Peso nears three-week high on dollar inflow bets

 

Colombia’s peso on Tuesday rose, nearing a three-week high, on bets foreign direct investment into oil and mining will boost dollar inflows into the South American country.

Colombia’s peso strengthened 0.2 percent to 1,962 per U.S. dollar at 11:21 a.m. New York time, from 1,965.60 yesterday. The currency earlier reached 1,957.45. It climbed to 1,953.95 on June 3, its strongest level since May 14. Colombian markets were closed yesterday for a national holiday.

“Speculation of increasing company flows continues to be the biggest driver in the peso,” said David Aldana, head analyst at Bogota-based brokerage Ultrabursatiles SA. The peso jumped 6.7 percent in the last 12 months, the best performance among the six most-traded currencies in Latin America.

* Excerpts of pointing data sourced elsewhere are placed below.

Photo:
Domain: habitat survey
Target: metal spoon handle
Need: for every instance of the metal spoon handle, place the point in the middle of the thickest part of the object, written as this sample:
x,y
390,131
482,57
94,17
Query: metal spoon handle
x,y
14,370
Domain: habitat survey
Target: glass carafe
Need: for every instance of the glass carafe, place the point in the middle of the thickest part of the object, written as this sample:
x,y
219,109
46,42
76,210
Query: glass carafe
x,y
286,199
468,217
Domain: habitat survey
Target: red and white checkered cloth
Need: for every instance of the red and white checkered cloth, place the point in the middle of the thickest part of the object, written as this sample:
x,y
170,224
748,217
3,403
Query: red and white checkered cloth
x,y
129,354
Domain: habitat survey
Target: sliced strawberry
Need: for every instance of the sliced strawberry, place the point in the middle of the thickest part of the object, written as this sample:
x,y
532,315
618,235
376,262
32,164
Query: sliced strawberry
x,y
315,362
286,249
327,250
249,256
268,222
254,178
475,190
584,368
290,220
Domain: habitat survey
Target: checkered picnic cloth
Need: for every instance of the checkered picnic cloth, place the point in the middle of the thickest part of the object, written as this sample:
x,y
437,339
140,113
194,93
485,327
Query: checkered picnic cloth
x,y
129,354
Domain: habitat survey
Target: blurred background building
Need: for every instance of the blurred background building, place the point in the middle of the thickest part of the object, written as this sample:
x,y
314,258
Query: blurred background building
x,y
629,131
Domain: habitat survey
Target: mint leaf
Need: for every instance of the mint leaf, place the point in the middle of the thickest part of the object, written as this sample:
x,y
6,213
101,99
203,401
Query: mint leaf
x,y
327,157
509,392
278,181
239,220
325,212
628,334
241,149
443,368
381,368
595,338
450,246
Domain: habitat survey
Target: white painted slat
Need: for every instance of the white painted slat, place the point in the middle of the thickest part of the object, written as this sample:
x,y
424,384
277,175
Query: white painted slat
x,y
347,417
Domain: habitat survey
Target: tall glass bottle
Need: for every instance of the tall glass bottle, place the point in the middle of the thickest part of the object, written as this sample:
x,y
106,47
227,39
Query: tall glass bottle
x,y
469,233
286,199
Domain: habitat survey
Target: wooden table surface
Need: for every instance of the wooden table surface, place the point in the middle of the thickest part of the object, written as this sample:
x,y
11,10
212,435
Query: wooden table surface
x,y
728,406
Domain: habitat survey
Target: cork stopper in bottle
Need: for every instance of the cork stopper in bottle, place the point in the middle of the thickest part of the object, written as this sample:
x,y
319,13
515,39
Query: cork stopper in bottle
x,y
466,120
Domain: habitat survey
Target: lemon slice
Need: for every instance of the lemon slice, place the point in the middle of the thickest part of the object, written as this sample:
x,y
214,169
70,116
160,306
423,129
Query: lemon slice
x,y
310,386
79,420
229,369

Colombia will attract about $10 billion in foreign direct investment this year, Trade Minister Luis Guillermo Plata has said. The nation received $7.2 billion of foreign direct investment in 2009 after a record $10.6 billion the previous year, according to the central bank.

The country’s peso bonds fell as concern the European sovereign-debt crisis will slow global growth hurt demand for higher-yielding, emerging-market assets, according to Aldana.

The yield on Colombia’s benchmark 11 percent bonds due July 2020 rose one basis point, or 0.01 percentage point, to 7.94 percent, according to Colombia’s stock exchange. The bond’s price fell 0.085 centavo to 120.752 centavos per peso.